In re Aaron M. CA2/3
In re Aaron M. CA2/3
Opinion
Filed 7/23/25 In re Aaron M. CA2/3 NOT TO BE PUBLISHED IN THE OFFICIAL REPORTS California Rules of Court, rule 8.1115(a), prohibits courts and parties from citing or relying on opinions not certified for publication or ordered published, except as specified by rule 8.1115(b). This opinion has not been certified for publication or ordered published for purposes of rule 8.1115.

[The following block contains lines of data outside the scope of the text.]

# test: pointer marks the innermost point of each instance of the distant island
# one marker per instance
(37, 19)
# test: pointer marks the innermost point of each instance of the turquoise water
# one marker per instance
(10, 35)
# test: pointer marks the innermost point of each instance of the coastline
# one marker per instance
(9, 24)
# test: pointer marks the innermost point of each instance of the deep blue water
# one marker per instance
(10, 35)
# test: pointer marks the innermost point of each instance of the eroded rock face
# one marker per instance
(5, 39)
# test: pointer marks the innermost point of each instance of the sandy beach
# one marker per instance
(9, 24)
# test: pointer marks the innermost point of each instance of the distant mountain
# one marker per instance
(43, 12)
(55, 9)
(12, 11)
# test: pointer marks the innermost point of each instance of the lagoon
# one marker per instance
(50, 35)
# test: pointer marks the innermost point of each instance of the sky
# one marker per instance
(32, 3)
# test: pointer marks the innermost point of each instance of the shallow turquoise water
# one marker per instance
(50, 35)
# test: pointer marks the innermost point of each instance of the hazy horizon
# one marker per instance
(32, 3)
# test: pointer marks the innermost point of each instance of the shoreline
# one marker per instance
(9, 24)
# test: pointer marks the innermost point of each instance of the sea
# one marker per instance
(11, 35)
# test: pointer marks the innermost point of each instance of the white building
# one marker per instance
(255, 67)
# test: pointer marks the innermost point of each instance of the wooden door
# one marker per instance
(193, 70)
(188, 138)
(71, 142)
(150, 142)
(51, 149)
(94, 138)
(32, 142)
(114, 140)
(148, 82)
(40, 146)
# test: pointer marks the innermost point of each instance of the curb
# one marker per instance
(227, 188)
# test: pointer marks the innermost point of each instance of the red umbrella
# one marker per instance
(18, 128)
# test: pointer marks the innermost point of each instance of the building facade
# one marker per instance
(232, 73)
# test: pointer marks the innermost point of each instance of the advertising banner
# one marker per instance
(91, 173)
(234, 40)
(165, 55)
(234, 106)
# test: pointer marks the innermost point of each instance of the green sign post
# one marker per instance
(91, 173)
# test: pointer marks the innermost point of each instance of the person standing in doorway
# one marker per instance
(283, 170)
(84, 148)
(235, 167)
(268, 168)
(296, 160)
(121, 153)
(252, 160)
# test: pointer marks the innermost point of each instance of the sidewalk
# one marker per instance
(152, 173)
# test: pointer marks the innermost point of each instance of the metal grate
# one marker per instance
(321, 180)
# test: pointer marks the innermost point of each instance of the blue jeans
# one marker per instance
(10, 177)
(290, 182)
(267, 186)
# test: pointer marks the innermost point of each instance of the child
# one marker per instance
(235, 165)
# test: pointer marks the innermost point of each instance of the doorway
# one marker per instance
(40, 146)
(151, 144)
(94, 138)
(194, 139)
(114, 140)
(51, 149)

IN THE COURT OF APPEAL OF THE STATE OF CALIFORNIA SECOND APPELLATE DISTRICT DIVISION THREE In re AARON M., a Person Coming B340859 Under the Juvenile Court Law. _____________________________________ LOS ANGELES COUNTY (Los Angeles County DEPARTMENT OF CHILDREN AND Super. Ct. No. 23CCJP01498A) FAMILY SERVICES, Plaintiff and Respondent, v. AARON M., Defendant and Appellant.
APPEAL from an order of the Superior Court of Los Angeles County, Philip L. Soto, Judge. Affirmed.
Lori Siegel, under appointment by the Court of Appeal, for Defendant and Appellant.
Dawyn R. Harrison, County Counsel, Kim Nemoy, Assistant County Counsel, and Sarah Vesecky, Deputy County Counsel, for Plaintiff and Respondent.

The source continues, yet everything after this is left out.